Por vezes, ouvindo alguns comentários, fica-se com a ideia de que a gestão da TAP deveria ser composta por uma espécie de seres angélicos, puros, imaculados e desinteressados, que trabalhassem por amor à camisola e quiçá umas viagens à borla para Palma de Maiorca. Num sector onde os gestores de topo recebem ordenados milionários, na TAP querem-se os melhores e apenas os melhores, mas sem pagar salários em linha com o mercado.
Não vou discutir se a CEO da TAP, Christine Oumières Widener, fez bem ou mal em contratar determinadas pessoas, ou se tem um estilo de gestão desadequado face ao que tem sido a tradição na companhia. Provavelmente, até por questões culturais, não será a CEO mais eficaz no que toca a motivar os colaboradores ou a gerir os complexos equilíbrios dentro da companhia.

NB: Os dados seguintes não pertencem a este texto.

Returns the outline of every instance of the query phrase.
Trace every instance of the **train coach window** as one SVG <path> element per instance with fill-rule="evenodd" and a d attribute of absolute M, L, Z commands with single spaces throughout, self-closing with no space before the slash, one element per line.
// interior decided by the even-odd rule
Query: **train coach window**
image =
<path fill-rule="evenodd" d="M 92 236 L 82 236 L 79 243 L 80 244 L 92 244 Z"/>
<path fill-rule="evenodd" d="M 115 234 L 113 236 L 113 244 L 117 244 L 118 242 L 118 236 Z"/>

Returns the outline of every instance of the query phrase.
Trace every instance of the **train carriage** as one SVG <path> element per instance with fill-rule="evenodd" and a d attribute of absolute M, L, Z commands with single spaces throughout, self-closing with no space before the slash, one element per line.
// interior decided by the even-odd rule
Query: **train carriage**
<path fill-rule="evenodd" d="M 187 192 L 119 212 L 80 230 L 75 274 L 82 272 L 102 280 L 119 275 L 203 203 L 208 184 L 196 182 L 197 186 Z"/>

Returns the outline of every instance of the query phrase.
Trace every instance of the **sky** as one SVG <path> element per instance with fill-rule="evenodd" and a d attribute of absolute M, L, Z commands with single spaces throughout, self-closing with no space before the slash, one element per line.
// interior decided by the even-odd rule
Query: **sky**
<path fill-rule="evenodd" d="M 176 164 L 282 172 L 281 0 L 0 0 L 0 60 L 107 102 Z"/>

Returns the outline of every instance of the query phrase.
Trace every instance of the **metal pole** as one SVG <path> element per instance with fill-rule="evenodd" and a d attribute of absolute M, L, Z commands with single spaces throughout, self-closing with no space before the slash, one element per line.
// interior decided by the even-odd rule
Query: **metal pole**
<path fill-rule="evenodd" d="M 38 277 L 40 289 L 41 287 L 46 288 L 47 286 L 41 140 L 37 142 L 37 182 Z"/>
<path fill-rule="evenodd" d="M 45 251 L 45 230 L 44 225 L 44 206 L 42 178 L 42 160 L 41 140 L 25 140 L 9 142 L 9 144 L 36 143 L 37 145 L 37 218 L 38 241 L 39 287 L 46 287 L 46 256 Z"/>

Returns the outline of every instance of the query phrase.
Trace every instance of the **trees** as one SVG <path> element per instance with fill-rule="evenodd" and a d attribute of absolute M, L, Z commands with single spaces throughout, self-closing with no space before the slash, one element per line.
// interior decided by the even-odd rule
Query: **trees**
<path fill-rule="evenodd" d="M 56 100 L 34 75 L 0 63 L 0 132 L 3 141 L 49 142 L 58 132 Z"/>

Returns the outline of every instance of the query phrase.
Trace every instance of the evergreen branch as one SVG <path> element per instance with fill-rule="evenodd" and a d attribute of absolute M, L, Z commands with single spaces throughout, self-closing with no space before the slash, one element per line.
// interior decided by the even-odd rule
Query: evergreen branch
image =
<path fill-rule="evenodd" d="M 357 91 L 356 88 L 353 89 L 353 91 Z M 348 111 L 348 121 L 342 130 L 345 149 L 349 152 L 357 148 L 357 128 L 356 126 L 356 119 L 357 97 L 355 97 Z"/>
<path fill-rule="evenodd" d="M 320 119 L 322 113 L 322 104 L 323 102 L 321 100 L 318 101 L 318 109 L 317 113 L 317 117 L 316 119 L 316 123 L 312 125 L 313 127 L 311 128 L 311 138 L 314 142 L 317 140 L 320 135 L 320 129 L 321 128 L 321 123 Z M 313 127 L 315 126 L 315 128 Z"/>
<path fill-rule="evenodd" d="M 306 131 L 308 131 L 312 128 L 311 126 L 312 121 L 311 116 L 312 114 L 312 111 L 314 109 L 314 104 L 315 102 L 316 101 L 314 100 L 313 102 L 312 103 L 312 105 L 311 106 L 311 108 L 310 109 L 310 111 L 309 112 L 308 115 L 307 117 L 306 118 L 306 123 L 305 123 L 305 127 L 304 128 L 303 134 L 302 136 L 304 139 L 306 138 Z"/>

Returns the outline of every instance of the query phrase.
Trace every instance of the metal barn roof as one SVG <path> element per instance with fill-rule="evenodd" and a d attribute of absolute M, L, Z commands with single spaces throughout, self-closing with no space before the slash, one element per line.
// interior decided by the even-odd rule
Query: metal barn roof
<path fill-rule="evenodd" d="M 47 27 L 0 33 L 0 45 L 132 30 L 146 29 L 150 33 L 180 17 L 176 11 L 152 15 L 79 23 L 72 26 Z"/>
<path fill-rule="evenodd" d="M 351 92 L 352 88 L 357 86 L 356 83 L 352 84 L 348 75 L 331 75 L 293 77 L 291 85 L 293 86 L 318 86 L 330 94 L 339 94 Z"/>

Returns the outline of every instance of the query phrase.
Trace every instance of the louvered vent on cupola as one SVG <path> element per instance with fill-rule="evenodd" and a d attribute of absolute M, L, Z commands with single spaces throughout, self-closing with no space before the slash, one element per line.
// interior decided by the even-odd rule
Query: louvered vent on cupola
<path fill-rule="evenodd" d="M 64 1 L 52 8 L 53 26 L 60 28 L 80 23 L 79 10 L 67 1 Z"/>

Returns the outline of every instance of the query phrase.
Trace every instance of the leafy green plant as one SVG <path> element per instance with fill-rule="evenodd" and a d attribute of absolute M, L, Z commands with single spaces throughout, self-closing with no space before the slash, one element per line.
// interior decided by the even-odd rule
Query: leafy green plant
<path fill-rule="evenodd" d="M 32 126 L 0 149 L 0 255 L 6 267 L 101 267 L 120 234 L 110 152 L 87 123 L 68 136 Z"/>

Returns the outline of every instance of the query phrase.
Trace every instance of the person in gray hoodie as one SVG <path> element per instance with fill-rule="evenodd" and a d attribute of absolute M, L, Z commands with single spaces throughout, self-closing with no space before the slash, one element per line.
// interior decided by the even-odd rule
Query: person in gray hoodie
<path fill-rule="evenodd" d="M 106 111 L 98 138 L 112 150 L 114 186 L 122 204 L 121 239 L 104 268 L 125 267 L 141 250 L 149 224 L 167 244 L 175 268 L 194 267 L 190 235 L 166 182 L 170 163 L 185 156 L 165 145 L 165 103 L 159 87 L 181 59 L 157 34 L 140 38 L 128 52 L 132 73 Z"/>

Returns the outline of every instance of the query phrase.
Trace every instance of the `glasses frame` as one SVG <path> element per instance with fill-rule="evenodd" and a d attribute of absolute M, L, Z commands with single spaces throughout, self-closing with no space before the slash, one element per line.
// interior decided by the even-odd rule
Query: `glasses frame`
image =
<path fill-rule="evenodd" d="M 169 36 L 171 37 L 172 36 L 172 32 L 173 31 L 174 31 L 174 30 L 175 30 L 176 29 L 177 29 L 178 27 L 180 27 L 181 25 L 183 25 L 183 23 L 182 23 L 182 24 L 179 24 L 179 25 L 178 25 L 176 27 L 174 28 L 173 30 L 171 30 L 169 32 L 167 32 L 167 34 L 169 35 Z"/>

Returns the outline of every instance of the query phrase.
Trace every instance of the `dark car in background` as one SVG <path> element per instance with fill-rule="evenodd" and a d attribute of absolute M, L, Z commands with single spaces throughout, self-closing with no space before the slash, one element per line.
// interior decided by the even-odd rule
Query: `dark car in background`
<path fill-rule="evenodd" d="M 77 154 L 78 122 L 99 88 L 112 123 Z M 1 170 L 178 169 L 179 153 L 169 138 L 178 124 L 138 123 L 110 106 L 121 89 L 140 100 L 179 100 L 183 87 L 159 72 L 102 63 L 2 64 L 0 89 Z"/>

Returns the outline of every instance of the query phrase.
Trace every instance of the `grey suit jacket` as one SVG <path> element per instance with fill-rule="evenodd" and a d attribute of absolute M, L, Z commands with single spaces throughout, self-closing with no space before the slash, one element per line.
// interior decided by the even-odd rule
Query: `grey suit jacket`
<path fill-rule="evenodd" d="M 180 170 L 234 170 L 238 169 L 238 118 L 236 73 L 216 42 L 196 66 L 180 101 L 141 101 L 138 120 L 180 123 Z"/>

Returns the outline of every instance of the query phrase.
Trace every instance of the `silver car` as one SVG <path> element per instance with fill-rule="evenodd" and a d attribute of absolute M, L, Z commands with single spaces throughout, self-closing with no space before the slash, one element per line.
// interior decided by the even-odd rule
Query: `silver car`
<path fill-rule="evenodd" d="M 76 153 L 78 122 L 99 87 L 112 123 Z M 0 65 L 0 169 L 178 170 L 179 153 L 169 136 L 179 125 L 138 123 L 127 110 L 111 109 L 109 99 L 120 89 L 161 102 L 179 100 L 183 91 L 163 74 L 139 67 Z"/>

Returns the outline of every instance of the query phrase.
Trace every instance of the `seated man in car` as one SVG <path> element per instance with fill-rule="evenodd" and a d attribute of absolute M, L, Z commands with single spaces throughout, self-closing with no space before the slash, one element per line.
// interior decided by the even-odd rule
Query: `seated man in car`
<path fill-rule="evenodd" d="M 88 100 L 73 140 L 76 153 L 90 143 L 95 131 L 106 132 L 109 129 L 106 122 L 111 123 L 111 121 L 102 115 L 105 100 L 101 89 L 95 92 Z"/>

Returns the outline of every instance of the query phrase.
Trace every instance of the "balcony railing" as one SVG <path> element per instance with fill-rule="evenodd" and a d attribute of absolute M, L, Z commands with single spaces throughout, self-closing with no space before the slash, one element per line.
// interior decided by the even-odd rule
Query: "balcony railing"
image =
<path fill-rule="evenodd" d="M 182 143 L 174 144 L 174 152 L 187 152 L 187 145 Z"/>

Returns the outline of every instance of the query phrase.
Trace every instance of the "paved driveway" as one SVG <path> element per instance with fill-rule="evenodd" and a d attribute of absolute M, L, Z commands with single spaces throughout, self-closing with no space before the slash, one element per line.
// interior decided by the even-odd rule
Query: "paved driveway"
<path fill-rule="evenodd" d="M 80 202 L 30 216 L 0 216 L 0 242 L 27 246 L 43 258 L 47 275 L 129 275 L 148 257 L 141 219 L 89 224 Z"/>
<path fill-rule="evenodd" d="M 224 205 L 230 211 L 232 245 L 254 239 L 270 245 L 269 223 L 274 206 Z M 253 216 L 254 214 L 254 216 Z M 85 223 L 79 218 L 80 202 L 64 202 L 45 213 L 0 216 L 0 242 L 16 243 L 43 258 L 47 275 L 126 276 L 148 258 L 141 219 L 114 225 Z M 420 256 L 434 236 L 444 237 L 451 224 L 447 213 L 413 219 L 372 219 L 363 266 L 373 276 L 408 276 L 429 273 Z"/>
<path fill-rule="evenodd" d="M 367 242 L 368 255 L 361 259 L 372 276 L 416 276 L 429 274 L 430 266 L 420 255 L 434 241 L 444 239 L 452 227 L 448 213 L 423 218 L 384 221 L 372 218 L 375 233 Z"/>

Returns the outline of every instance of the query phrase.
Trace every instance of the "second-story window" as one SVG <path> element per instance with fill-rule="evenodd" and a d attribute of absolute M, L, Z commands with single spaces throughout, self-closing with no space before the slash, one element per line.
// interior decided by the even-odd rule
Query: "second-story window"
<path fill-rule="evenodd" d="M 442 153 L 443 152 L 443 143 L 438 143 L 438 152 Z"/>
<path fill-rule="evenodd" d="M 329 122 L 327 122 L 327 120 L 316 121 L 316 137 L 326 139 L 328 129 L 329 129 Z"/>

Sem prejuízo de se apurarem eventuais responsabilidades legais, não foi feliz na forma como geriu a saída de Alexandra Reis (embora me pareça difícil acreditar que alguma administração tomaria essa decisão sem luz verde do acionista). E eventualmente não será a pessoa que irá liderar a TAP no futuro, se surgir um grupo internacional que adquira a companhia. Mas parece-me evidente que, como sempre, a discussão sobre o futuro da empresa é dominada por grupos de pressão que tentam defender os respetivos interesses sem ter em vista o interesse da TAP e do país. Todos tentam tirar a sua parte e é impossível a qualquer equipa de gestão, por profissional que seja, agradar a gregos e troianos em simultâneo.
A mim, mero cidadão que paga impostos, parece-me que o interesse da TAP é sobreviver num sector da aviação cada vez mais competitivo, onde só os fortes se adaptam e conseguem prosperar. Isso implica fazer mudanças drásticas na forma como a empresa trabalha, goste-se ou não. Implica aumentar a produtividade e reforçar a eficiência.
Por outro lado, o interesse do país é recuperar o dinheiro que os contribuintes injetaram na empresa, preservando a TAP como companhia de bandeira que cria valor para a comunidade, diretamente e indiretamente. Se a TAP fechar o ano com resultados positivos, como promete a administração, tal deve ser motivo de celebração. E deve também servir para nos questionarmos: se é possível dar lucro em 2022, porque não o foi em anos anteriores? O que ficou por fazer? Teria sido possível evitar a necessidade de o Estado injetar 3,2 mil milhões de euros na empresa?